Bab Seratus Enam: Kesempatan Telah Tiba

Alkemis Terkuat di Kota Kota Huai 2430kata 2026-03-30 03:45:53

Sosok berjubah hitam itu berjalan menuju sudut yang temaram, lalu melepas tudung jubahnya, kembali memperlihatkan wajah yang begitu memikat hingga mampu meruntuhkan sebuah kerajaan.

"Kau menyingkirlah dulu, aku ingin bicara sebentar dengan Feifei."

"Hehehe, sudah kubilang memang harus aku yang turun tangan. Tenang saja, aku akan membunuh Chu Xi dengan lancar. Kalian berdua, ibu dan anak, silakan mengobrol dengan baik, aku tidak akan mengganggu."

Aura pada tubuh Chu Yufei perlahan berubah, kembali menjadi sosok anak kecil yang polos dan ceria.

"Ibu!"

Chu Yufei melepas topengnya dan langsung menerjang ke pangkuan Yun. Yun memeluknya dengan penuh kasih sayang, keduanya saling bersandar dengan hangat.

"Feifei harus jadi anak baik. Setelah bertemu Ayah nanti, jangan ungkapkan identitasmu, cukup tetaplah di dekat Ayah, mengerti?"

Chu Yufei adalah anak yang sangat pengertian dan penurut. Meski tidak tahu alasannya, ia yakin ibunya memiliki maksud tertentu. Ia mengangguk mantap dua kali, lalu berdiam diri dalam dekapan Yun.

Walau tidak mengatakannya, jauh di lubuk hatinya, Chu Yufei merasa sangat gembira. Di dalam saku pakaian kecilnya, ia selalu menyimpan foto Chu Xi yang sering ia pandangi. Dalam hatinya, ia sangat mendambakan kehadiran sosok ayah di sisinya.

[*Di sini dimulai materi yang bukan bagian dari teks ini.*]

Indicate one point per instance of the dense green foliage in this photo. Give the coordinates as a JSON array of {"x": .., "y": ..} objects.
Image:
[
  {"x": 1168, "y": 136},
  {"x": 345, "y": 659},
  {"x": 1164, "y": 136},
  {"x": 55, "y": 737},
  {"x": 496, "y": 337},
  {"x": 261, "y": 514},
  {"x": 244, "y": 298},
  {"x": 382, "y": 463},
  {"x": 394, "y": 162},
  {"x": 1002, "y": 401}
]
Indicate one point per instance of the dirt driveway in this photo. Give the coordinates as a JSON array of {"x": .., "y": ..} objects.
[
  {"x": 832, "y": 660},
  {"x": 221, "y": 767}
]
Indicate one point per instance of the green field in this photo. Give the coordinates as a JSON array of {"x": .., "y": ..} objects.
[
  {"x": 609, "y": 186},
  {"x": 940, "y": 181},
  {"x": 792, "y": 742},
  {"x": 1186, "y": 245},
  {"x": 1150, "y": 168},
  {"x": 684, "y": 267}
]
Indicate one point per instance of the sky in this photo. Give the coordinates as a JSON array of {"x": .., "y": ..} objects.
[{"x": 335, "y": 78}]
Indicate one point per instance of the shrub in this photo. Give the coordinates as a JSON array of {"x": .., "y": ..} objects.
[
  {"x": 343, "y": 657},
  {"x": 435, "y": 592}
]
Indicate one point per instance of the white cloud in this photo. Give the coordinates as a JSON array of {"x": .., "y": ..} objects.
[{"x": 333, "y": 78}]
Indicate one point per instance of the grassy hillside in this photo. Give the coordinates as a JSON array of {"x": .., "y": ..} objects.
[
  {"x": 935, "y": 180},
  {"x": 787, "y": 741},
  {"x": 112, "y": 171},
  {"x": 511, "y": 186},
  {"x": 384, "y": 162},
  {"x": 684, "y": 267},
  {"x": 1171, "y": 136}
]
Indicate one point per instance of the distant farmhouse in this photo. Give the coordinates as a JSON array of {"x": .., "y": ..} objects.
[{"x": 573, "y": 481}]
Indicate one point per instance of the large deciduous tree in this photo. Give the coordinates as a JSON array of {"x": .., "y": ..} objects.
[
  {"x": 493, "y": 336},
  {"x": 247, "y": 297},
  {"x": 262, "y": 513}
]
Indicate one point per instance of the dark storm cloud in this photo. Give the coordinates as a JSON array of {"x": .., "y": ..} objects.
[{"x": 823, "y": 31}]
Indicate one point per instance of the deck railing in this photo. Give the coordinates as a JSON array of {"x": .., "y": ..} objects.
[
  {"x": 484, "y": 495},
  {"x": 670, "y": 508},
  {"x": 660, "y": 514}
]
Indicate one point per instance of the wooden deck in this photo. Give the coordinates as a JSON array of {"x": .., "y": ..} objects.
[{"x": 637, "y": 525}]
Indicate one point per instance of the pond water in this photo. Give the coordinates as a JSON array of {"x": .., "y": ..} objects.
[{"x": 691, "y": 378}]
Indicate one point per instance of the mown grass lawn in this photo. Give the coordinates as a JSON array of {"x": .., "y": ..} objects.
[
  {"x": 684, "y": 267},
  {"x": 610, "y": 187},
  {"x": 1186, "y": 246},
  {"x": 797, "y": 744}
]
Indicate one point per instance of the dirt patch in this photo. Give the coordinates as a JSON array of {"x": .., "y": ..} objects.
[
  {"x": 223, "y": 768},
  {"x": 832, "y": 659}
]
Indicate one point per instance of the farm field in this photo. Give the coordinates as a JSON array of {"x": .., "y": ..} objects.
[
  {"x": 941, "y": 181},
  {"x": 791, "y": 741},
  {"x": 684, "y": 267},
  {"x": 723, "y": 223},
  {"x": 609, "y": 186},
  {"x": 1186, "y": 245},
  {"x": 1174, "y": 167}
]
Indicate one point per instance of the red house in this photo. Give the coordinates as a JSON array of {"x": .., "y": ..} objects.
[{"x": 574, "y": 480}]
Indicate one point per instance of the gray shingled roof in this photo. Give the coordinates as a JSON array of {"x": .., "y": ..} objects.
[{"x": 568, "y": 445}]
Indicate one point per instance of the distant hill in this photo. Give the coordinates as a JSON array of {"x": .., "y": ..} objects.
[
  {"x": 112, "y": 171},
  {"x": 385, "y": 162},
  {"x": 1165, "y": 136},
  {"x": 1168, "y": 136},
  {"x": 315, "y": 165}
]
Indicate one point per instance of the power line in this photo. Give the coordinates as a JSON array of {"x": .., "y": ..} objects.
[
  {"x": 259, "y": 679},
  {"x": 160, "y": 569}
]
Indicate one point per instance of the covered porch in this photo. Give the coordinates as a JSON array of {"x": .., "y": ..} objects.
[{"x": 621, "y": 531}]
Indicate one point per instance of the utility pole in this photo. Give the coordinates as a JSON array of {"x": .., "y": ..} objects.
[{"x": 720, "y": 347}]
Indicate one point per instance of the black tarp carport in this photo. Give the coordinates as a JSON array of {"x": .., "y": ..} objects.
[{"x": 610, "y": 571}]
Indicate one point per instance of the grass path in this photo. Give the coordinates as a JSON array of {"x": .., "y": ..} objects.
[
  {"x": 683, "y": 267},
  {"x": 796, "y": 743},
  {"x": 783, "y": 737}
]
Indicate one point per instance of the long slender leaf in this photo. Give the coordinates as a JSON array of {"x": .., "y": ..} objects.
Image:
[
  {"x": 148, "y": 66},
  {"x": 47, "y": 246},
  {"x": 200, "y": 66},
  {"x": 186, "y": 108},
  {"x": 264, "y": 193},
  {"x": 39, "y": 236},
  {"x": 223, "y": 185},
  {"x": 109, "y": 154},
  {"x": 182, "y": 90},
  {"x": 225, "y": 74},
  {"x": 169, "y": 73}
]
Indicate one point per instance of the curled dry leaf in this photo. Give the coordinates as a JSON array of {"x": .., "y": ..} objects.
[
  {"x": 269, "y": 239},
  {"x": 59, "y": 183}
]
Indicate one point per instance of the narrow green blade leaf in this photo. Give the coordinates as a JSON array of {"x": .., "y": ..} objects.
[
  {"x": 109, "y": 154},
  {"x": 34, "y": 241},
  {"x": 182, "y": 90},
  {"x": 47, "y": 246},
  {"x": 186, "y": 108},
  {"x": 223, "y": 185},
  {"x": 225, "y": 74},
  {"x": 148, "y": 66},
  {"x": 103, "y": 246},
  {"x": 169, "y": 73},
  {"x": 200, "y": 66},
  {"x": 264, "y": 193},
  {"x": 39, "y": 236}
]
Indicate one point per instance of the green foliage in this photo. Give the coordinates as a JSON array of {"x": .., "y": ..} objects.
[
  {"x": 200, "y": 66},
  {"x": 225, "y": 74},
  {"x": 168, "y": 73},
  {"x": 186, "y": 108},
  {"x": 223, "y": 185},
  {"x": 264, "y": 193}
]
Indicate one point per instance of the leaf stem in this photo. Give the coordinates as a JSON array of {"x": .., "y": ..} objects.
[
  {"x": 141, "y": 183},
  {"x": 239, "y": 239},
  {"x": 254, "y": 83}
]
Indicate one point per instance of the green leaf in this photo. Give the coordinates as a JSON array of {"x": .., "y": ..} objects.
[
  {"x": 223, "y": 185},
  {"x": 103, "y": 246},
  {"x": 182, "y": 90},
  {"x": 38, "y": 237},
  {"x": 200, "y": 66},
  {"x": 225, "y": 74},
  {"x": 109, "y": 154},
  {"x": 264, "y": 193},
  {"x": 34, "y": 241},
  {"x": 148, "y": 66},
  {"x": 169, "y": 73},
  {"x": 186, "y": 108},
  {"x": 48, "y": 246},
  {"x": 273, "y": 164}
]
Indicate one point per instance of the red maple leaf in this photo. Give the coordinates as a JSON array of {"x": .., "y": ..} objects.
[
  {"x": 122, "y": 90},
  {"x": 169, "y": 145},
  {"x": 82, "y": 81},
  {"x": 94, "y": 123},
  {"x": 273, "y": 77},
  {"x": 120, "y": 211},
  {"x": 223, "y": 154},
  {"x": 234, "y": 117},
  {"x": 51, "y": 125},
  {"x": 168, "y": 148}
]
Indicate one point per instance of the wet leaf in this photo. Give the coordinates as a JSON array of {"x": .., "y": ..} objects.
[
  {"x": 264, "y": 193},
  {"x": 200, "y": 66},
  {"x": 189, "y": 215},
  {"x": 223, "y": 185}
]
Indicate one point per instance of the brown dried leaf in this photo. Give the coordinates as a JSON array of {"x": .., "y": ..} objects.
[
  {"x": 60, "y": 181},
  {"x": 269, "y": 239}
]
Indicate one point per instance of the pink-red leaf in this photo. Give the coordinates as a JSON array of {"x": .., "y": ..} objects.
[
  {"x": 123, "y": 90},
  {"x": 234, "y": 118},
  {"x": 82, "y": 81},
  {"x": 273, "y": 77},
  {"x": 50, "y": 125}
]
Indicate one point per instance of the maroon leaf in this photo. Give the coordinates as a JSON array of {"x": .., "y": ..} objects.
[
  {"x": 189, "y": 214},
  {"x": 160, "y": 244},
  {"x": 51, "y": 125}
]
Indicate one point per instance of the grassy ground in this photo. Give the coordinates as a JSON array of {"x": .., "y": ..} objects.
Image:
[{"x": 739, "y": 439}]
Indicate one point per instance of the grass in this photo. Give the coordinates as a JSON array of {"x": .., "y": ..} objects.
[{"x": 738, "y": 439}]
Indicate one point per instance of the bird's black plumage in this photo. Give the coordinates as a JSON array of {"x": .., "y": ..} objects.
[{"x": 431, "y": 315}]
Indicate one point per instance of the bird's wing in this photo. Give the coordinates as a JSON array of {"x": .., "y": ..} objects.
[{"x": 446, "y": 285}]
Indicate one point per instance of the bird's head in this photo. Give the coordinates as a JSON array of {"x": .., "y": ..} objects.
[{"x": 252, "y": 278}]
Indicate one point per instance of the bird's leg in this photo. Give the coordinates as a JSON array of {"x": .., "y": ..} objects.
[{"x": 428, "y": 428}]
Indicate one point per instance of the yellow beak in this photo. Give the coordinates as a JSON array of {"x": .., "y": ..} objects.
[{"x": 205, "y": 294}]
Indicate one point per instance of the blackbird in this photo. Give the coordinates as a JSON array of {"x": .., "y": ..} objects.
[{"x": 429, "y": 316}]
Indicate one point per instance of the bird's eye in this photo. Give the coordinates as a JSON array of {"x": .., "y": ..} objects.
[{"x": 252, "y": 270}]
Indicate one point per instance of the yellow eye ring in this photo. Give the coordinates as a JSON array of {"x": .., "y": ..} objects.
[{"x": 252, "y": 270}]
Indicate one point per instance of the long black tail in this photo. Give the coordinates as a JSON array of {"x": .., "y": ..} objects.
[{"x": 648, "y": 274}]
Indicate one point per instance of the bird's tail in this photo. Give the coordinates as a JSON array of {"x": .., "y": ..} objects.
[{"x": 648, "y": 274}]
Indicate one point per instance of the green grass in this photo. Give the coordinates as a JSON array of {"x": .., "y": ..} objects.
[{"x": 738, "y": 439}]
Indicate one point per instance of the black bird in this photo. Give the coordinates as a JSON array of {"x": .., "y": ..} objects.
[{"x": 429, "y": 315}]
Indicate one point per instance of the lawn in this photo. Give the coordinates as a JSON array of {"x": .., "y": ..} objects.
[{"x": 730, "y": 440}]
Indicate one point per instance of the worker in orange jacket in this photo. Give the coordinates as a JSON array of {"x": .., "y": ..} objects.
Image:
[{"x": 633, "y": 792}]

Namun, perasaan Yun sangat rumit. Sebagaimana yang dikatakan oleh jiwa lain di dalam tubuh Chu Yufei, pertemuan antara Chu Yufei dan Chu Xi kali ini bertujuan untuk membunuh Chu Xi. Chu Xi harus mati di tangannya sendiri!

...

"Musuh mulai mundur, serang!"

Para peserta didik yang sempat terhambat di garis pertahanan pertama segera berbalik menyerang saat melihat musuh mulai kocar-kacir. Mereka menerjang layaknya kawanan anjing lapar yang mengejar tentara yang sedang mundur.

"Sampai di sini saja, kita lanjutkan ke garis pertahanan berikutnya."

"Kenapa begitu? Padahal susah payah kita memukul mundur musuh, kenapa kita tidak mengumpulkan papan nama mereka?"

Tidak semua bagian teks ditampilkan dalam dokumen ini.